Melchor venait de très loin. Il était petit-fils de princes vaincus. Il y avait dans son royaume des éléphants, des hippopotames, des tigres et des girafes. Là-bas les hommes ne travaillaient pas dans des pièces sombres, pleines de dossiers, comme don Abundio. Ils ne subsistaient que parce qu'ils étaient plus rusés que les animaux. L'un d'eux avait tiré le grand crocodile du lac bleu, en l'embrochant avec une pique dissimulée dans les corps étroitement serrés de douze oies rôties. Melchor savait des chansons faciles à apprendre, parce que les paroles n'avaient pas de sens et revenaient souvent. Il volait la nuit, par la porte des palefreniers, et une fois, il avait lapidé les gardes civils avant de disparaître dans les ténèbres de la rue de l'amertume.

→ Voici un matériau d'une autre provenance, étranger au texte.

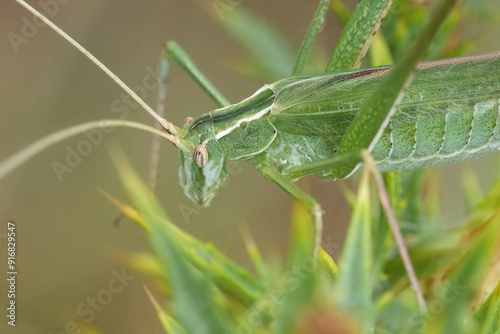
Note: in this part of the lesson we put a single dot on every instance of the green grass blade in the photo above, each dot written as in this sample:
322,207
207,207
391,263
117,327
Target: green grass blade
377,110
228,276
353,288
357,35
296,301
469,274
192,292
341,12
312,32
486,319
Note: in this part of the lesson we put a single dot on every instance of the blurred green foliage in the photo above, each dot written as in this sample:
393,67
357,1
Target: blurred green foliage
369,292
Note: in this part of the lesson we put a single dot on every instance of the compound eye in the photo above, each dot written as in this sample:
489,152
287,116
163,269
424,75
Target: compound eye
200,155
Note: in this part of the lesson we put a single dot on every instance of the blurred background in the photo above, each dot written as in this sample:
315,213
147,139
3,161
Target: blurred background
68,248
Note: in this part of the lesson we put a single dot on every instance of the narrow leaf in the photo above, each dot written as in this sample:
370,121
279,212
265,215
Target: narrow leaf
357,35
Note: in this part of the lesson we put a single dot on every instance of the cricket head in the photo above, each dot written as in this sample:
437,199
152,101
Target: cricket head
202,171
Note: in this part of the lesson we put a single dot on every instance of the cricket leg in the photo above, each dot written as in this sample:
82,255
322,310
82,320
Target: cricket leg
352,158
310,203
393,224
160,110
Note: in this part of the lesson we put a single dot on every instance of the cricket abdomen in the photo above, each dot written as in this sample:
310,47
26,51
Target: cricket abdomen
462,131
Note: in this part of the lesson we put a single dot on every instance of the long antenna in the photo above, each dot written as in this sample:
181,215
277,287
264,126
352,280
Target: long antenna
169,127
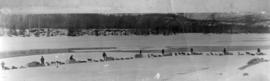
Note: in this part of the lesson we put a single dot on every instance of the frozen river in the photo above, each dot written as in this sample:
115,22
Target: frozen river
180,42
174,68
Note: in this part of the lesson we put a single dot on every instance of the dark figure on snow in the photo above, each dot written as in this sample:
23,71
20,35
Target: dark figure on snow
3,65
42,60
191,50
71,58
163,51
104,55
258,50
224,51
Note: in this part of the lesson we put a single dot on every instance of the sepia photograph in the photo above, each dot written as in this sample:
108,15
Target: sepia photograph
134,40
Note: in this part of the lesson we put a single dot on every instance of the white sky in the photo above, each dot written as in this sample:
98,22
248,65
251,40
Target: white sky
132,6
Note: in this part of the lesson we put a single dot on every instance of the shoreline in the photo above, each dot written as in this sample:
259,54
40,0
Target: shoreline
22,53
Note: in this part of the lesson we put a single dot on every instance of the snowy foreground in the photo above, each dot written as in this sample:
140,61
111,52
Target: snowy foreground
171,68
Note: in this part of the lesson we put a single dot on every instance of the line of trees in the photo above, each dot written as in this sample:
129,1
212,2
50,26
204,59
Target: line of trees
141,24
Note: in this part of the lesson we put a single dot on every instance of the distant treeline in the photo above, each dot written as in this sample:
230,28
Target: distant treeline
140,24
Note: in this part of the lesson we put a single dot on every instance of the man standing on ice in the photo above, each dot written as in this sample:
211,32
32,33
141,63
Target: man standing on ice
42,60
104,56
163,51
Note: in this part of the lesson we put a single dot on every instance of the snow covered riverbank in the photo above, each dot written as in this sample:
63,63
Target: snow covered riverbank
171,68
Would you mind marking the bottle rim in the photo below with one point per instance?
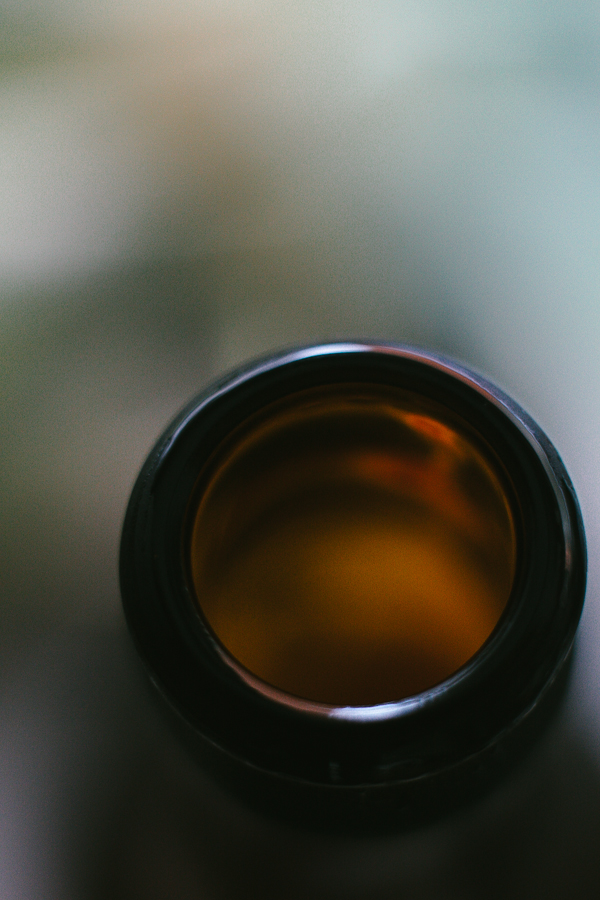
(262, 726)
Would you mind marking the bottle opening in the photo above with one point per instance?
(352, 545)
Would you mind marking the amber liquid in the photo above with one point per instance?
(352, 545)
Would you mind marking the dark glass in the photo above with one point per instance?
(355, 574)
(353, 545)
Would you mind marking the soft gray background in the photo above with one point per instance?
(183, 186)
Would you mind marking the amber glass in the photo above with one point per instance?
(352, 545)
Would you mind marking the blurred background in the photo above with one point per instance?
(184, 186)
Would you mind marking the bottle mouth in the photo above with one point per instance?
(351, 545)
(354, 565)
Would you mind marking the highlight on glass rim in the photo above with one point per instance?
(356, 565)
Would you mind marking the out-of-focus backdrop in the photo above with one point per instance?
(183, 186)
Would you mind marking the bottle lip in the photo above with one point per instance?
(267, 728)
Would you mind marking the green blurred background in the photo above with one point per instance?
(184, 186)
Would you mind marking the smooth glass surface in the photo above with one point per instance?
(352, 545)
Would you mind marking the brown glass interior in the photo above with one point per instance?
(352, 545)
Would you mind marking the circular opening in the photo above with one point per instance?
(352, 545)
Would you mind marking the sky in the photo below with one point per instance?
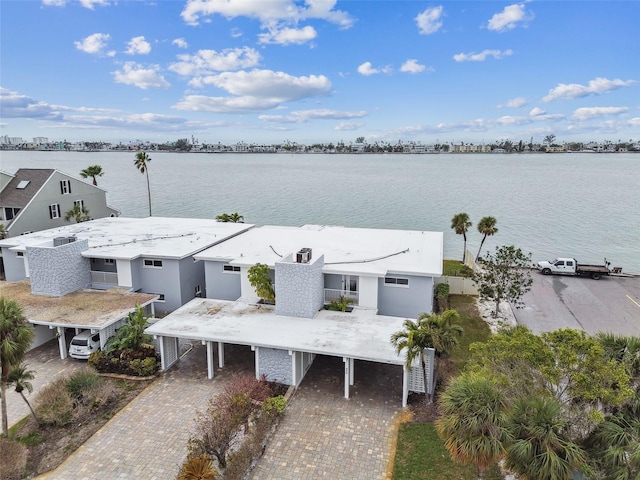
(320, 71)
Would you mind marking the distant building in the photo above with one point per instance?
(36, 199)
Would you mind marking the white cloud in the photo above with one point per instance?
(209, 61)
(93, 44)
(90, 4)
(367, 69)
(287, 36)
(303, 116)
(267, 11)
(347, 126)
(141, 77)
(482, 56)
(412, 66)
(180, 43)
(509, 18)
(138, 46)
(596, 86)
(254, 91)
(593, 112)
(430, 21)
(515, 103)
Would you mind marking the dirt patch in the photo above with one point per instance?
(49, 446)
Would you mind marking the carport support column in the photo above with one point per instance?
(405, 386)
(210, 371)
(348, 367)
(62, 342)
(221, 354)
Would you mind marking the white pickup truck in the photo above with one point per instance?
(570, 266)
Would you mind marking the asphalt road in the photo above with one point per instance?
(611, 304)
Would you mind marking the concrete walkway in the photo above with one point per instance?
(322, 435)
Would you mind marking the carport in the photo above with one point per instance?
(284, 346)
(101, 311)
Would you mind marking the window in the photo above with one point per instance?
(54, 210)
(396, 282)
(151, 263)
(65, 187)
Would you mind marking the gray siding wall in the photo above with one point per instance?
(275, 364)
(406, 302)
(35, 216)
(221, 285)
(56, 271)
(299, 288)
(165, 281)
(191, 275)
(13, 265)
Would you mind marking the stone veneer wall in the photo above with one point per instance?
(56, 271)
(275, 364)
(299, 287)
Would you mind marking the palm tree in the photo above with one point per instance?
(77, 213)
(471, 423)
(230, 217)
(16, 335)
(428, 331)
(539, 447)
(92, 172)
(461, 224)
(141, 163)
(20, 378)
(487, 227)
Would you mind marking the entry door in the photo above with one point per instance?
(350, 286)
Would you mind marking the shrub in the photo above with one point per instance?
(442, 297)
(54, 404)
(143, 367)
(274, 406)
(13, 460)
(197, 467)
(81, 382)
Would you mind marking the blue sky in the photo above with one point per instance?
(266, 71)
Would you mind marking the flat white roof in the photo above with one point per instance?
(130, 238)
(360, 334)
(361, 251)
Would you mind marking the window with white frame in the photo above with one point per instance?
(65, 187)
(54, 210)
(396, 282)
(152, 263)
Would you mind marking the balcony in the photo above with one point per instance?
(103, 280)
(333, 295)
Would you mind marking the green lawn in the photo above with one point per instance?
(420, 454)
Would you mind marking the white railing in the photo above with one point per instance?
(104, 278)
(333, 295)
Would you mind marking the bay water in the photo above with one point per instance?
(580, 205)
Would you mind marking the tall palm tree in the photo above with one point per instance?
(92, 172)
(539, 447)
(471, 422)
(20, 378)
(428, 331)
(141, 162)
(487, 227)
(461, 225)
(16, 335)
(77, 213)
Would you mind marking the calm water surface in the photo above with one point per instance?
(581, 205)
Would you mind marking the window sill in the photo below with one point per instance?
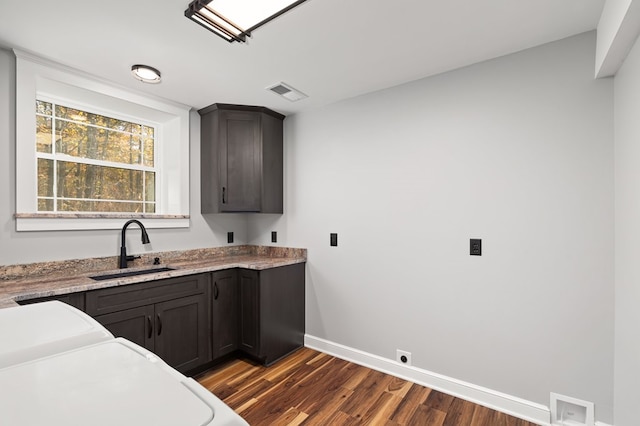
(93, 221)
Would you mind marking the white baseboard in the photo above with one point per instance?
(518, 407)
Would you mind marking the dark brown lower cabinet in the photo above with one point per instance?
(193, 320)
(272, 312)
(177, 330)
(224, 312)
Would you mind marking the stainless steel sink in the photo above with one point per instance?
(131, 273)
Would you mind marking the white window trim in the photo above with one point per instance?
(36, 76)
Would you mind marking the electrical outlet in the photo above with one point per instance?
(403, 357)
(475, 247)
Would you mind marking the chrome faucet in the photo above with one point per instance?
(123, 250)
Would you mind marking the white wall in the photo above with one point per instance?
(627, 217)
(26, 247)
(517, 151)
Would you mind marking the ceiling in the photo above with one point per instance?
(329, 49)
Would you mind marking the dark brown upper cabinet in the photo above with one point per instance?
(241, 159)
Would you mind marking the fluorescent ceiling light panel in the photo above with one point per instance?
(234, 20)
(287, 91)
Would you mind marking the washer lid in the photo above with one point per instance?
(110, 383)
(32, 331)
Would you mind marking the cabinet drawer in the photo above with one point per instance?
(115, 299)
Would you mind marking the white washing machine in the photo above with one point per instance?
(114, 382)
(59, 367)
(32, 331)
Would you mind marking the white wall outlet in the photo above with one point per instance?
(403, 357)
(568, 411)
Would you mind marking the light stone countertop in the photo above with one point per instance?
(30, 281)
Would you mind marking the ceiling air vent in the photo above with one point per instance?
(287, 92)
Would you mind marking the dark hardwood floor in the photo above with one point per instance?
(312, 388)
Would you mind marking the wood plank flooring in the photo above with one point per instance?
(312, 388)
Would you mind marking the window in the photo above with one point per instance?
(93, 163)
(90, 153)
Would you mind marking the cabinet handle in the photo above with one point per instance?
(150, 327)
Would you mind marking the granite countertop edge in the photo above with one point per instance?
(14, 291)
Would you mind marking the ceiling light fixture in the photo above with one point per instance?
(146, 74)
(234, 20)
(287, 91)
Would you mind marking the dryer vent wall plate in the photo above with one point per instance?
(568, 411)
(287, 92)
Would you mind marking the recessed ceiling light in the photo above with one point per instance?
(146, 73)
(233, 20)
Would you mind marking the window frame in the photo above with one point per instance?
(37, 77)
(55, 156)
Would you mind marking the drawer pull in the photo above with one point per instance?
(150, 327)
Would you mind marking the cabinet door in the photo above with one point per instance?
(224, 311)
(182, 332)
(282, 311)
(249, 312)
(240, 161)
(135, 324)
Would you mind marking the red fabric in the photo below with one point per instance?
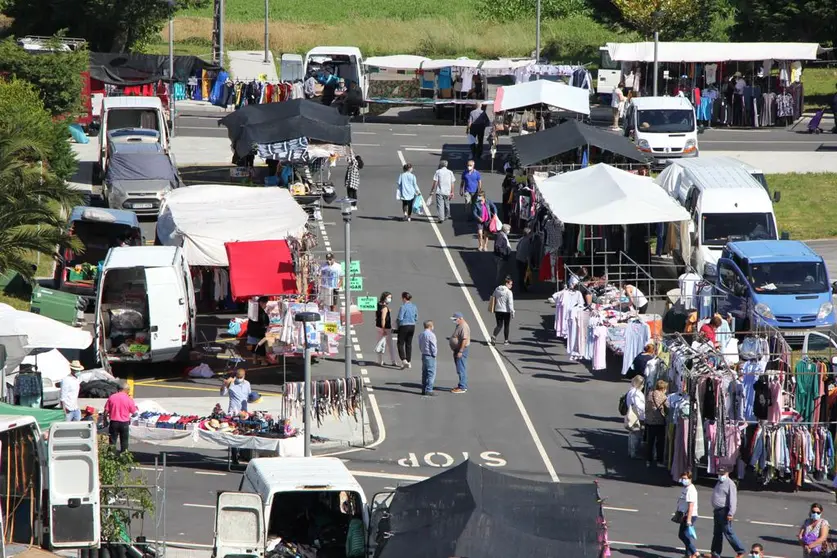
(259, 268)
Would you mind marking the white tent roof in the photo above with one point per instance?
(712, 52)
(200, 219)
(545, 92)
(605, 195)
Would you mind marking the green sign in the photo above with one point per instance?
(367, 303)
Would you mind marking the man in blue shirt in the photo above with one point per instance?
(428, 348)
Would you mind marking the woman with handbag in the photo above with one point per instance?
(813, 534)
(686, 515)
(383, 321)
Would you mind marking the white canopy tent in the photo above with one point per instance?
(543, 92)
(201, 219)
(712, 52)
(24, 332)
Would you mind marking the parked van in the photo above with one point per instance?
(297, 499)
(145, 307)
(726, 203)
(347, 63)
(120, 113)
(780, 283)
(663, 127)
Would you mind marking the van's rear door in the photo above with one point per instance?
(167, 312)
(73, 481)
(239, 525)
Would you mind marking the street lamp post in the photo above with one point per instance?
(306, 318)
(346, 210)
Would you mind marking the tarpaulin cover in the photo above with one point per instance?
(472, 511)
(201, 219)
(712, 52)
(274, 122)
(140, 166)
(605, 195)
(119, 68)
(542, 92)
(532, 149)
(263, 267)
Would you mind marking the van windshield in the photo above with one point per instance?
(665, 121)
(720, 228)
(789, 278)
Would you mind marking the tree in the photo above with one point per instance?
(35, 162)
(778, 20)
(665, 16)
(107, 25)
(57, 75)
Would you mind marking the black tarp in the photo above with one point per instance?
(119, 68)
(140, 166)
(472, 511)
(532, 149)
(275, 122)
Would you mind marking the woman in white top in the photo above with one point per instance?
(635, 415)
(687, 510)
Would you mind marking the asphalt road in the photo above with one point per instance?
(529, 411)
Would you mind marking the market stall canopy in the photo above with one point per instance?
(259, 268)
(202, 219)
(119, 68)
(605, 195)
(470, 510)
(543, 92)
(533, 149)
(294, 119)
(712, 52)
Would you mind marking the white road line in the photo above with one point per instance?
(503, 370)
(391, 476)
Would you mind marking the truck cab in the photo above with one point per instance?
(780, 283)
(298, 502)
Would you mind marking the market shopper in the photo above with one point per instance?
(686, 515)
(724, 508)
(813, 533)
(484, 211)
(406, 324)
(118, 410)
(442, 190)
(407, 190)
(459, 344)
(429, 351)
(503, 310)
(70, 387)
(383, 321)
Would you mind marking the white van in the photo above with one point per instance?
(347, 62)
(135, 113)
(145, 307)
(726, 202)
(285, 497)
(663, 127)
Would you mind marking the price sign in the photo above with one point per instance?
(367, 303)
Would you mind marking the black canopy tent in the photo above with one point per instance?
(472, 511)
(532, 149)
(122, 69)
(288, 120)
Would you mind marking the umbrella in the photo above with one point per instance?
(471, 511)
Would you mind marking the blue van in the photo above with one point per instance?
(781, 283)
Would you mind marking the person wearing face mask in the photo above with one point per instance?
(383, 321)
(724, 507)
(686, 514)
(814, 533)
(484, 211)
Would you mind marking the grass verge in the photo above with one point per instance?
(801, 212)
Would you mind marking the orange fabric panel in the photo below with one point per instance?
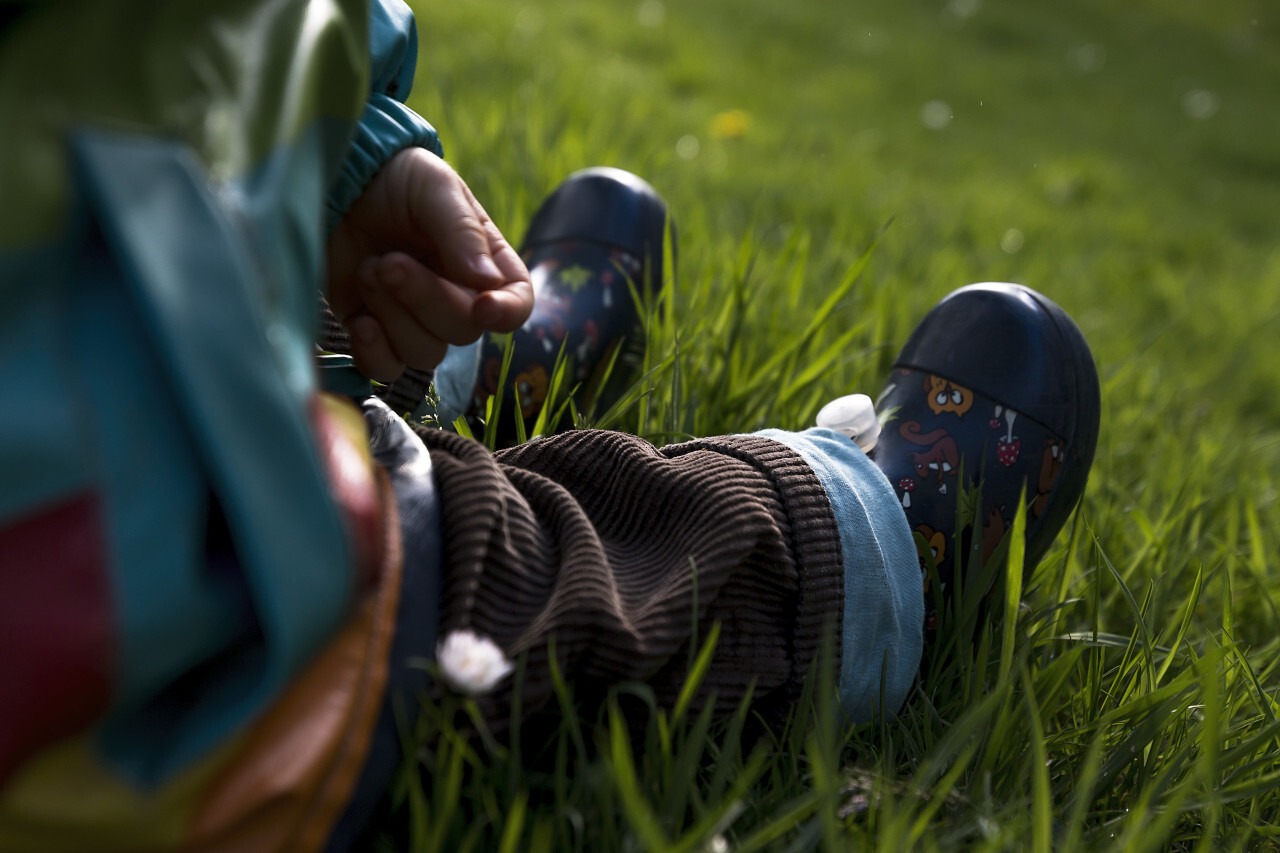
(297, 765)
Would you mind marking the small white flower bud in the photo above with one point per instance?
(470, 664)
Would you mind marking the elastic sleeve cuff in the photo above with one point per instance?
(385, 128)
(883, 616)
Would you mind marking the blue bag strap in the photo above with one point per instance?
(205, 309)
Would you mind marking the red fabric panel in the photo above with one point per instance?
(55, 628)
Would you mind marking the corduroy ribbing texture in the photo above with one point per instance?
(618, 550)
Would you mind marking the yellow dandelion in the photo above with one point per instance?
(731, 124)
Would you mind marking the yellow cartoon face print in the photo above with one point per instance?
(945, 395)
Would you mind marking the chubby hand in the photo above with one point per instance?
(416, 264)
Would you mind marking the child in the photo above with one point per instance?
(213, 576)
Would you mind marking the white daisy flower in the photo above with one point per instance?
(470, 664)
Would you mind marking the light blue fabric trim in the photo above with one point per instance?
(455, 382)
(883, 626)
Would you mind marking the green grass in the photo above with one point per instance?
(1129, 699)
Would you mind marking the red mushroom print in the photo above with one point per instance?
(1009, 446)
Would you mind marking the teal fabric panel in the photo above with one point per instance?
(456, 382)
(883, 624)
(225, 347)
(41, 456)
(387, 126)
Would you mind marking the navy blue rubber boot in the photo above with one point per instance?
(598, 236)
(993, 401)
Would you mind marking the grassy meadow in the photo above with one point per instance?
(833, 169)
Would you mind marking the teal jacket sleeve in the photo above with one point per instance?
(387, 124)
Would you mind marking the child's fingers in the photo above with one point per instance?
(504, 309)
(419, 311)
(447, 220)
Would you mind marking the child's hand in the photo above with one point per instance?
(417, 264)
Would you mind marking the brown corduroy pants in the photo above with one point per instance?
(618, 550)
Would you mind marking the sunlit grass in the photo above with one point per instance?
(1128, 696)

Les jours de pluie, ses bottes étaient mises à sécher près du fourneau de la cuisine. Martial aurait voulu avoir des pieds capables de les chausser. La droite s'appelait Calambin. La gauche Calamban. Cet homme qui pour maîtriser les chevaux sauvages se contentait de leur fourrer deux doigts dans les naseaux ; ce maître d'élégance, cet aigle de l'étrier, qui exhibait de grands chapeaux hauts de forme, savait aussi apprécier la fraîcheur d'un dallage de marbre en été et cachait sous les meubles un fruit ou un gâteau raflé sur les plateaux destinés au Grand Salon. Martial et Melchor avaient en commun une secrète provision de dragées et d'amandes, qu'ils appelaient le uri, uri, ura, avec des éclats de rire entendus. Tous deux avaient exploré la maison de haut en bas et étaient les seuls à savoir qu'il existait sous les écuries un petit sous-sol plein de flacons hollandais et que, dans un grenier inutilisé, au-dessus des chambres de bonnes, douze papillons poussiéreux achevaient de perdre leurs aile dans un coffret de verre brisé.